Friday, June 24, 2022

Somewhere in the Multiverse : The Sena that could have been


The famous Hindi proverb Yun hota toh kya hota is the flavor of the season, with Marvel exploring the concept of Multiverse in its recent edition of movies and series. It takes us into the world of alternate realities, some hopeful, some damned. Shiv Sena, the party of the Marathi Manoos seems to be living in the latter.

Having spent majority of my life in Maharashtra, I reckon that Shiv Sena was the factor due to which the state got and maintained its identity over the years. The power to tame a beast like Mumbai was only in this party and all credits to the fiery leader at the helm who nurtured the city like the Khaleesi groomed her dragons. The fate of Maharashtra (including Mumbai) would have been different, had he not been there. His efforts towards the building and the flourishing of the state were an ode to the deity that his party is named after.

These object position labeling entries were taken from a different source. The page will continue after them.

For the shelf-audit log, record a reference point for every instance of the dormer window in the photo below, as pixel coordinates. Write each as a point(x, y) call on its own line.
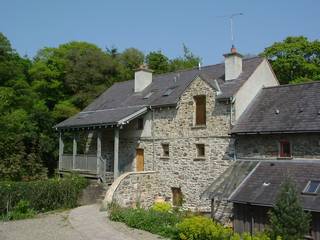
point(312, 187)
point(200, 110)
point(148, 95)
point(285, 149)
point(168, 92)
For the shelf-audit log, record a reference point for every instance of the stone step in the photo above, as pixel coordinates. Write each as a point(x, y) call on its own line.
point(93, 193)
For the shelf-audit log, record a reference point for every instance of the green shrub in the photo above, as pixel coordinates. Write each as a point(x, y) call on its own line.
point(43, 195)
point(162, 207)
point(21, 211)
point(202, 228)
point(157, 222)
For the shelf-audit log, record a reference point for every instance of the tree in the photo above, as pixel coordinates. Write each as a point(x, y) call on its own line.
point(287, 218)
point(158, 62)
point(295, 60)
point(129, 60)
point(189, 60)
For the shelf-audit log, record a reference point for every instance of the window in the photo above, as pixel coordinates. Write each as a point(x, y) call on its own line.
point(140, 123)
point(165, 150)
point(148, 95)
point(177, 197)
point(285, 149)
point(168, 91)
point(312, 187)
point(200, 150)
point(200, 111)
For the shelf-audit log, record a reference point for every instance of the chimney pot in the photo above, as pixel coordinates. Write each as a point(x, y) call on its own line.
point(232, 64)
point(142, 78)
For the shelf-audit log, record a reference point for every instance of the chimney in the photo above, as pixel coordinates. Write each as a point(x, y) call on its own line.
point(232, 64)
point(142, 78)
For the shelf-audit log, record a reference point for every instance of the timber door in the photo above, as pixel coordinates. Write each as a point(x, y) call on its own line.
point(139, 160)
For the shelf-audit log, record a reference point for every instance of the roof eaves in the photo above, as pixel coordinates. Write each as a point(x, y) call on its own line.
point(132, 116)
point(242, 183)
point(241, 85)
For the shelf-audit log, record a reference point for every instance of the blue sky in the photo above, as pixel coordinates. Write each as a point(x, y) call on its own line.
point(158, 25)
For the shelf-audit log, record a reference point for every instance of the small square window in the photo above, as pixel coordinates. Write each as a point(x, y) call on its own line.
point(200, 150)
point(312, 187)
point(165, 150)
point(200, 110)
point(177, 197)
point(285, 149)
point(140, 123)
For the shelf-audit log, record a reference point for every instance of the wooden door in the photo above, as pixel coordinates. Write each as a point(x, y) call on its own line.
point(139, 160)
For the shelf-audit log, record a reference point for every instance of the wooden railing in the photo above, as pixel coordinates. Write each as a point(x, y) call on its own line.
point(87, 164)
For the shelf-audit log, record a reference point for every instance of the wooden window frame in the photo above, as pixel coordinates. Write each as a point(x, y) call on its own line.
point(201, 147)
point(282, 153)
point(165, 152)
point(200, 118)
point(177, 196)
point(140, 123)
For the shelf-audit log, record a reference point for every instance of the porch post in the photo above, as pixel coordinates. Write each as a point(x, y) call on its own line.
point(61, 146)
point(74, 152)
point(116, 153)
point(98, 151)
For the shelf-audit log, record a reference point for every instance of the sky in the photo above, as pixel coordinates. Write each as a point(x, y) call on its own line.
point(149, 25)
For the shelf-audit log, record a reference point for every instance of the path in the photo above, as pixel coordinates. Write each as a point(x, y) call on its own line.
point(82, 223)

While there were many defining moments in the history of Shiv Sena, the one that altered the course of history was when Balasaheb, the hero of many Maharashtrians, turned a blind eye towards the calibre of many capable sainiks including his nephew and passed on the baton to his naive, inexperienced son, thus doing a Dhritarashtra in literal sense. Uddhav proved out to be the blunt head of the otherwise sharp Sena-spear. But he can hardly be blamed. His inherent nature is misaligned with the aura created around the Sena by its founder. He was set up for a failure by his father by choosing him to lead the Sena after him. What followed was a catastrophe.

After the demise of Late Balasaheb, the sainiks were constantly searching for Balasaheb in Uddhav, only to be disappointed. The faction that rallied behind Raj and the faction that was left, both wanted the two to unite in the interest of Maharashtra, but it was fruitless. The next few years saw Sena loosing its hold on many constituencies across Maharashtra, which was largely due to the lack of appeal that Uddhav had as a leader. This culminated into the party winning lesser seats in each iteration of the assembly elections, which eventually led to its coalition party taking up the role of the big brother in their alliance. Unfortunately, the defeats were wrongly attributed by them to their coalition and the greed of power led them at the doors of the 'king' of opportunism of the Indian politics. Mollycoddling them with the much desired CM post and projecting the old association that the 'king' had with Balasaheb, the Sena was trapped in a web woven by the master politician, unaware that it will never be able to come out of it intact. 

Blinded by the ambition, the new Sena chief compromised the party's ideology and forged an unnatural alliance with those that the Sena once stood against for the entire of its existence. In the background, their erstwhile partner was also ready to forge a similar unnatural alliance with the same party through a pawn sent by the 'king' in the wee hours of an October morning. So, no moral high ground for any of them. The next wrong foot was the projection of the 3rd generation Thackeray as the promised prince by awarding him ministries despite not being an elected member. (Even the CM is not an elected member). The Sena thus followed the path that they objected to all these years - Nepotism. In the meantime, the 'king' continued to hollow the Sena strategically, sitting at the fence with a mission to root the party out of its existence. The recent rebellion by the sainiks is a narrative in itself of how the chief ignored them while being mesmerised by the king's mystic show.

The way this is headed, the only way out for Uddhav is to surrender to the 'king' and join NCP after respectfully handing over the Sena to the new leaders. And despite that, neither the Sena, nor NCP will come back to power. Congress is not even in the race. It will be the BJP that will gain the maximum mileage out of this situation and continue its juggernaut of toppling governments. AAP is still too far from Maharashtra politics. The closest possibility of a challenge to BJP in the state is a faction in itself breaking out and contesting.

As for the Sena, I hope for a parallel universe where it has avoided all these glaring blunders and has been able to stick to the basics of its origin and true to its cause. I guess we will never know if there is such a universe.